Today, there were no monsters, and there never would be any sea here, just desert. The blue sky was cloudless, yet grew misty at the horizon where the distant mountains shimmered like the mauve and lavender glints in an opal.

Much as Temple loved to drive herself, a bit faster than the law allowed, she loved letting Max drive her somewhere, somewhere surprising. He was a magician by profession, after all, even if he was now forcibly retired.

When the car finally turned onto a rutted sandy road, it drove into the encroaching desert for a quarter mile. Then she saw a big wooden sign with white-painted lettering carved into its wind-weathered surface.

“‘Animal Oasis,’” she declaimed and asked at the same time.

“No shills needed here,” Max reassured. “This is where we’ll research your upcoming role. Ever wonder where I got that cloud of cockatoos for the finale of my act?”

“You kept them in that wonderful mesh aviary at the Goliath theater. They looked so gorgeous flitting around that tropical greenery. I’d never seen plants backstage before, unless it was for a production of Little Shop of Horrors.”

“Audrey Junior was hardly a plant,” Max objected, referring to the domineering carnivorous growth that had starred in the cult film and the later musical play and film. He was as much a theater and film buff as Temple was, another reason they had clicked like the opening tumblers of a bank safe.

“I’m just in a gruesome mood,” Temple admitted. “Did you know your cockatoo retreat inspired my idea for an elegant petting zoo at the Crystal Phoenix?”

“That Goliath setup was only for the length of my contract. The birds came from here. And they came back here when I went.”

“Do you miss them? I mean, did you like working with animals?”

“Sometimes better than with people. Well-trained birds are easy to work with. Except for the occasional dropping. A real drawback when wearing black is your trademark.”

“Kind of like really large, gooey dandruff.”

Max grimaced at her comparison. “Luckily, the distance between stage and audience hides a multitude of flaws.”

Temple didn’t mention that sometimes the distance between magician and mate could also hide a multitude of flaws.

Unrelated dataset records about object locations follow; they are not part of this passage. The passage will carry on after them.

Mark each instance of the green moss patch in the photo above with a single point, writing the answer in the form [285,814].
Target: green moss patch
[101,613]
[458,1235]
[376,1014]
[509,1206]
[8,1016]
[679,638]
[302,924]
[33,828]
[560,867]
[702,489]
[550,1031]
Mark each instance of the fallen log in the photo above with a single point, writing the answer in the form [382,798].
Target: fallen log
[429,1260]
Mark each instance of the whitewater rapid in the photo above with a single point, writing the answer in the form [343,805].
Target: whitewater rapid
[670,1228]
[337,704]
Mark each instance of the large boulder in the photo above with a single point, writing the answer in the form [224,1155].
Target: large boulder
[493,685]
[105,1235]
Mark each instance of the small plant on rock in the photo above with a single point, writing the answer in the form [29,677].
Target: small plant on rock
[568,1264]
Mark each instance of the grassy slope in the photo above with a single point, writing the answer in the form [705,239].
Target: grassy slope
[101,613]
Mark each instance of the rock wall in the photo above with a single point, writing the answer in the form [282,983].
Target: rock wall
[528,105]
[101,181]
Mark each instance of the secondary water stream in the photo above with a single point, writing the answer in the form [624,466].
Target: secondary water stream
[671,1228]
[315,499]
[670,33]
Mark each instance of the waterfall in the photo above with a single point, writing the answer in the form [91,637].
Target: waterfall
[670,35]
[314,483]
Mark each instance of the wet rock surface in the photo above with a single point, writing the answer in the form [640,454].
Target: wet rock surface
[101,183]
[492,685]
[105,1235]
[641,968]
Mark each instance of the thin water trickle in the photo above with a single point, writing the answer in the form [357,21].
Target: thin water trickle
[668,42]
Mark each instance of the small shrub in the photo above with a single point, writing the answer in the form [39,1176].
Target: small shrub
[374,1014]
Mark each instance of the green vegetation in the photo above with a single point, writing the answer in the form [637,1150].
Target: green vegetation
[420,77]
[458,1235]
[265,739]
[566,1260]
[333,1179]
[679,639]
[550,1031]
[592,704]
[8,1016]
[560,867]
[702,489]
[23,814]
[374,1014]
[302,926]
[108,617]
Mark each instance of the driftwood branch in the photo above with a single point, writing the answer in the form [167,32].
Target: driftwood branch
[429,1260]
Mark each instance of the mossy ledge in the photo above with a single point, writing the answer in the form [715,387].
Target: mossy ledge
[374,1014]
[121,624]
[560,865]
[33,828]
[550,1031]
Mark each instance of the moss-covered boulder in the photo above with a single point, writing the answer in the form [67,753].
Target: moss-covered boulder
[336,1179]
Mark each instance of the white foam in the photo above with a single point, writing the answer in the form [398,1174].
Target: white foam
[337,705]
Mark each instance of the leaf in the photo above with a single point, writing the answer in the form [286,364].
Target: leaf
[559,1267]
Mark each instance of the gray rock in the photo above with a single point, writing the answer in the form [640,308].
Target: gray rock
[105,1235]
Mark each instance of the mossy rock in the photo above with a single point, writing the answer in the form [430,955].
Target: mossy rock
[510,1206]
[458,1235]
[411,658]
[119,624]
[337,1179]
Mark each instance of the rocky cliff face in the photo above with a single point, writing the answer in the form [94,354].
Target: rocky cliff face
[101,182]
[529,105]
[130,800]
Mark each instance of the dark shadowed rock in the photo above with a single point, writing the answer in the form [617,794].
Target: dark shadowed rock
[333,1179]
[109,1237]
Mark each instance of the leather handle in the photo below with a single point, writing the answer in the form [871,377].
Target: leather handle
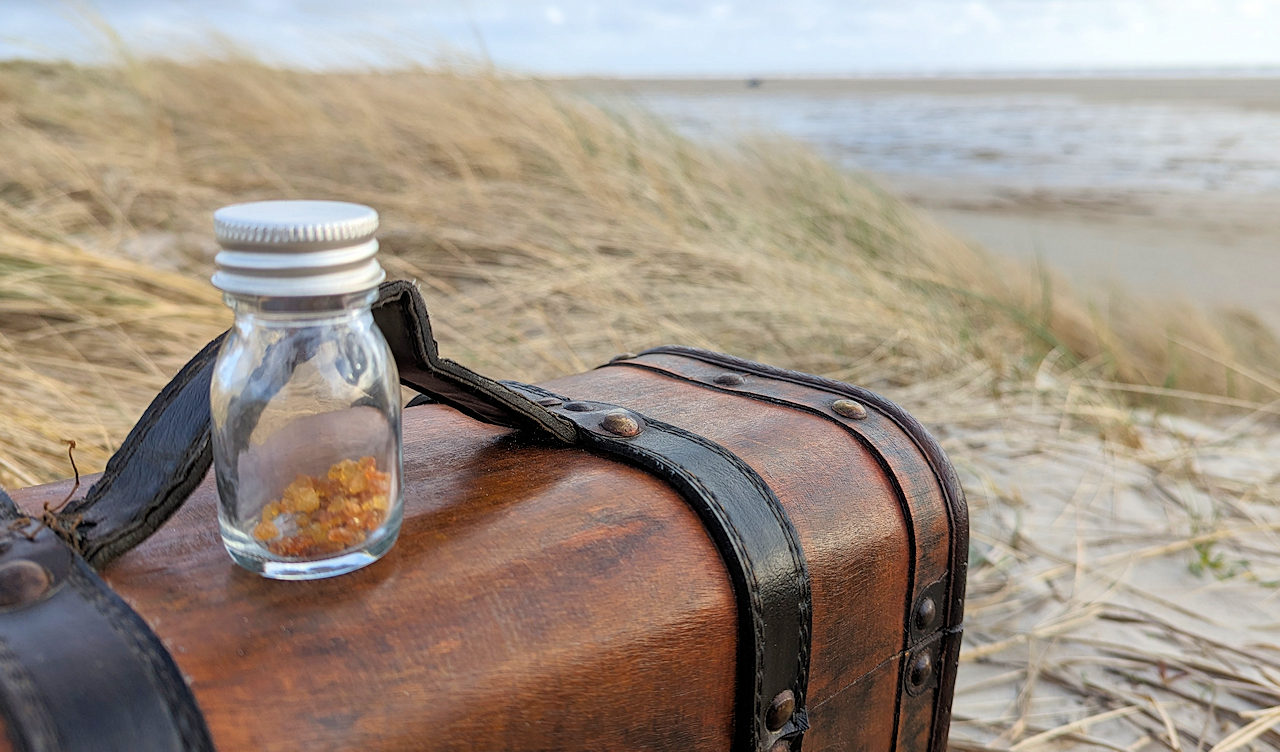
[403,320]
[168,452]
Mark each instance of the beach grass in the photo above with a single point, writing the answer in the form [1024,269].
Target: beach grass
[1114,453]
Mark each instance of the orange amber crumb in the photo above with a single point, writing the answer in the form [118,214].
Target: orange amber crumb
[327,514]
[265,531]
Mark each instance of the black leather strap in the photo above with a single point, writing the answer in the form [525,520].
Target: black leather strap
[80,670]
[755,539]
[168,453]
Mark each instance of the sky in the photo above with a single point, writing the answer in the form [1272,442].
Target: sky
[670,37]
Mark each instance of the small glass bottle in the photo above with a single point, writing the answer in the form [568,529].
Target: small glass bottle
[305,395]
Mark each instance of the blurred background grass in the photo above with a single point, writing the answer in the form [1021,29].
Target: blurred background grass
[548,233]
[1123,556]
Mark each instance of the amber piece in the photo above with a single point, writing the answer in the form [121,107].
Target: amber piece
[327,514]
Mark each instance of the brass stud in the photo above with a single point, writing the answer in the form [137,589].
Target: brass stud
[621,423]
[22,582]
[926,611]
[780,710]
[849,408]
[920,670]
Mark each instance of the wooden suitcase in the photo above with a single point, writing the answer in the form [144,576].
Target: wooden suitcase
[545,594]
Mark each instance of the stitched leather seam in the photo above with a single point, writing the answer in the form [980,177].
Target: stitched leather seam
[735,540]
[942,470]
[798,563]
[146,652]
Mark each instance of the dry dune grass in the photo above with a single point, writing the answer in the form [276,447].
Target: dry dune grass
[1111,541]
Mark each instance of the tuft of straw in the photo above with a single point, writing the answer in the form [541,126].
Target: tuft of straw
[1124,563]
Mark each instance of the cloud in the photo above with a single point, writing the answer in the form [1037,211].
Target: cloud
[690,36]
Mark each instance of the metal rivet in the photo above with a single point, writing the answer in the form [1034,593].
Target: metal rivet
[849,408]
[621,423]
[780,710]
[22,581]
[926,611]
[922,669]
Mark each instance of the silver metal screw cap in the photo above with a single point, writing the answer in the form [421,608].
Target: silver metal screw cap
[296,248]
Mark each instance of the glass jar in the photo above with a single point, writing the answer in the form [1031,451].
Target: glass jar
[305,395]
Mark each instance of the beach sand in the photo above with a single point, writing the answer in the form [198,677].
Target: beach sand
[1212,251]
[1157,186]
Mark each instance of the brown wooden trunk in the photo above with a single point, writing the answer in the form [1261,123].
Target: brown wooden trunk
[542,597]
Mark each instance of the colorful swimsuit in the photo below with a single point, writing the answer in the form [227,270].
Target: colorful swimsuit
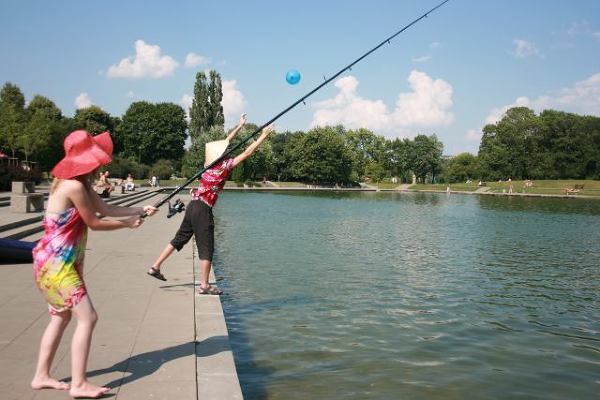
[58,260]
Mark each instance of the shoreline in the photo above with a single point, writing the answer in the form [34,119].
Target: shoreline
[325,189]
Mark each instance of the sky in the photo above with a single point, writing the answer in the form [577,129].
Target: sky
[449,75]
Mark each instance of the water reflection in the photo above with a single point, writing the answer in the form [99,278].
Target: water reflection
[421,296]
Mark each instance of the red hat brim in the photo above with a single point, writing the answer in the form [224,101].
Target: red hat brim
[99,154]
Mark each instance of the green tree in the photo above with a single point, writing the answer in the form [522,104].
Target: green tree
[206,110]
[94,120]
[260,164]
[508,148]
[42,126]
[368,153]
[13,118]
[399,158]
[200,107]
[193,160]
[162,168]
[215,90]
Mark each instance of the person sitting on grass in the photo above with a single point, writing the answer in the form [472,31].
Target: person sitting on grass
[58,257]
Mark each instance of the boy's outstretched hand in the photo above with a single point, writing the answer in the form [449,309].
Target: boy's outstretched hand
[150,210]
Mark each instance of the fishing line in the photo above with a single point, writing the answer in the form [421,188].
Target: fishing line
[301,100]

She thrust aside past issues, leaning forward to see their destination, intrigued to encounter a place that housed performing animals. Animal Oasis. It sounded like a shelter, but was there really any true shelter for creatures that could be bought and sold like household plants?

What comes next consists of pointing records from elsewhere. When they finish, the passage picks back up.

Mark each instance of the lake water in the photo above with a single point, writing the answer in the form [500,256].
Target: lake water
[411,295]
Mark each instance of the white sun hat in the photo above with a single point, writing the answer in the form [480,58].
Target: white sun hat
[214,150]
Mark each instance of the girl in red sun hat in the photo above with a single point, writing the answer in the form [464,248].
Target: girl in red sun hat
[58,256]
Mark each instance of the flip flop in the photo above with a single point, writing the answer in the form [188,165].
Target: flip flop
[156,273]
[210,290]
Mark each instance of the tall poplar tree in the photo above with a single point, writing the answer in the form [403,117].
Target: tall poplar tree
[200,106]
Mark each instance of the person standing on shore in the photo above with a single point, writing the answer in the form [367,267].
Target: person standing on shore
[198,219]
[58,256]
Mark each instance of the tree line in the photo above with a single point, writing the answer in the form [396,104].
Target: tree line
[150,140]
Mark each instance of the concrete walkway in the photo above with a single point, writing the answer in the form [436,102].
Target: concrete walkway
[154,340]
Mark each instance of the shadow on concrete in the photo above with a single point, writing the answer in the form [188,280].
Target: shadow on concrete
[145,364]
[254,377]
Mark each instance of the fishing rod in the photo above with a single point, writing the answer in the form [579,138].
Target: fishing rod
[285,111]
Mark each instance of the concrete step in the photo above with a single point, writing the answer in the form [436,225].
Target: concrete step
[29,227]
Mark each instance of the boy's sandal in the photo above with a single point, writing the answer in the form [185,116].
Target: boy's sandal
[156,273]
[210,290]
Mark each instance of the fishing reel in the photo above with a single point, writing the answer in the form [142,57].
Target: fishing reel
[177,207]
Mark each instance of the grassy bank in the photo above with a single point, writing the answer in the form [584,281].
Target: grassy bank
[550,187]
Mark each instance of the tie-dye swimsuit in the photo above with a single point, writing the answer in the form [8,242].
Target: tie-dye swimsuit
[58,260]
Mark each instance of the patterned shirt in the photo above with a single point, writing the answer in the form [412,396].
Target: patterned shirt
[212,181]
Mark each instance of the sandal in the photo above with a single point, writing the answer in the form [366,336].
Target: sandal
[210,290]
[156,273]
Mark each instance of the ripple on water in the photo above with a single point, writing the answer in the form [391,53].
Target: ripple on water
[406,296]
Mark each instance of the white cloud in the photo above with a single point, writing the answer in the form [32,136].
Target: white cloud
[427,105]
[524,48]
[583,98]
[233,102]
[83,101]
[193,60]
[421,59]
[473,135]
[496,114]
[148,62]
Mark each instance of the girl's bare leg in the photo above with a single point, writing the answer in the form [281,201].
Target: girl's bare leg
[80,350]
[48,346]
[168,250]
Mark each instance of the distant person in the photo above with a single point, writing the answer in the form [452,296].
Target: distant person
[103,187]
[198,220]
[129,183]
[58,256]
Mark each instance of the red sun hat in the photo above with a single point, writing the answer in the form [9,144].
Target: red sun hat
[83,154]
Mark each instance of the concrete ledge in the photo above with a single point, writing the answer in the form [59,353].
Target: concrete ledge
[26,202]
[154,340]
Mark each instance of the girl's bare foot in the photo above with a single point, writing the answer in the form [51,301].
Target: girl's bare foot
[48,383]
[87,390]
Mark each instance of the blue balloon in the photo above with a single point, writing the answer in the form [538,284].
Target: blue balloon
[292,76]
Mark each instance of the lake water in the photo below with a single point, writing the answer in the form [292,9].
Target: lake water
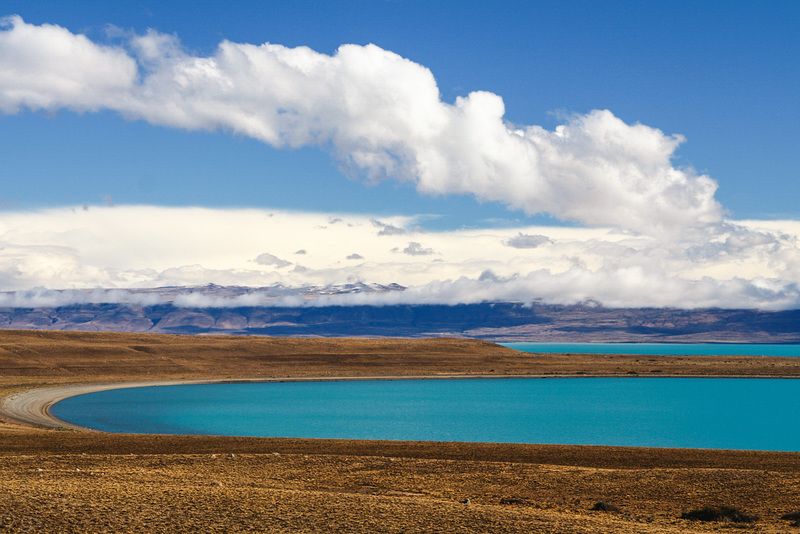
[758,414]
[673,349]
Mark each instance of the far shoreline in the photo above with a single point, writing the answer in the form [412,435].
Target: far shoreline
[32,406]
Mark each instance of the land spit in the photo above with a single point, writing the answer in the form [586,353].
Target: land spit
[78,481]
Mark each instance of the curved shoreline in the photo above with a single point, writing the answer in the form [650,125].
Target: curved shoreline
[32,407]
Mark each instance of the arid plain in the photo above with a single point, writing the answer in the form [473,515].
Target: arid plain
[59,480]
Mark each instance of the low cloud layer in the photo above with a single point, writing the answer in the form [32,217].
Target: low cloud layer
[746,264]
[379,114]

They parked behind a low beige-stucco building set into the brown bezel of the usual desert scrub. Beyond it, Temple glimpsed higher stucco walls fringed by exotic greenery. As they left the car, she could hear water trickling in the distance. A lush, damp smell tinged the dry wind that riffled across the sand.

“It does look like an oasis in there,” she told Max, pushing up on her toes to see over the wall. “No! I know. It looks like the wall that kept in King Kong on Skull Island.”

Max laughed so hard that the man coming out of the building to greet them froze in his tracks and looked back to see if a clown car was following him.

“You’re not a bloodhound on the track of crime,” Max told her, “you’re an unlicensed imagination in search of a Stephen King storyline.”

They approached the bewildered man, a typical outdoors guy for these arid parts. Time and the desert had impressed a road map of wrinkles onto his features like a tooling die biting into leather. His teeth gleamed bone white in his weathered face, and his eyes were Lake Mead blue.

“Max Kinsella,” he was saying, with wonder. And warmth. He strode forward to grab Max’s right hand and wring it as much as shake it. “I thought you’d left us for good. Damn, but you look fine.”

Then he turned the weathered charm on Temple, grinning expectantly.

“Temple Barr, PR.” She extended a hand before Max had a chance to explain her. “I’m helping Max out on a project.”

“Kirby Grange.” He didn’t offend her by shaking hands any more delicately, but the grip wasn’t punishing, just firm and brief. “This here’s my outfit.”

“Any great apes in there, Kirb?” Max asked, removing his sunglasses, and glancing at Temple.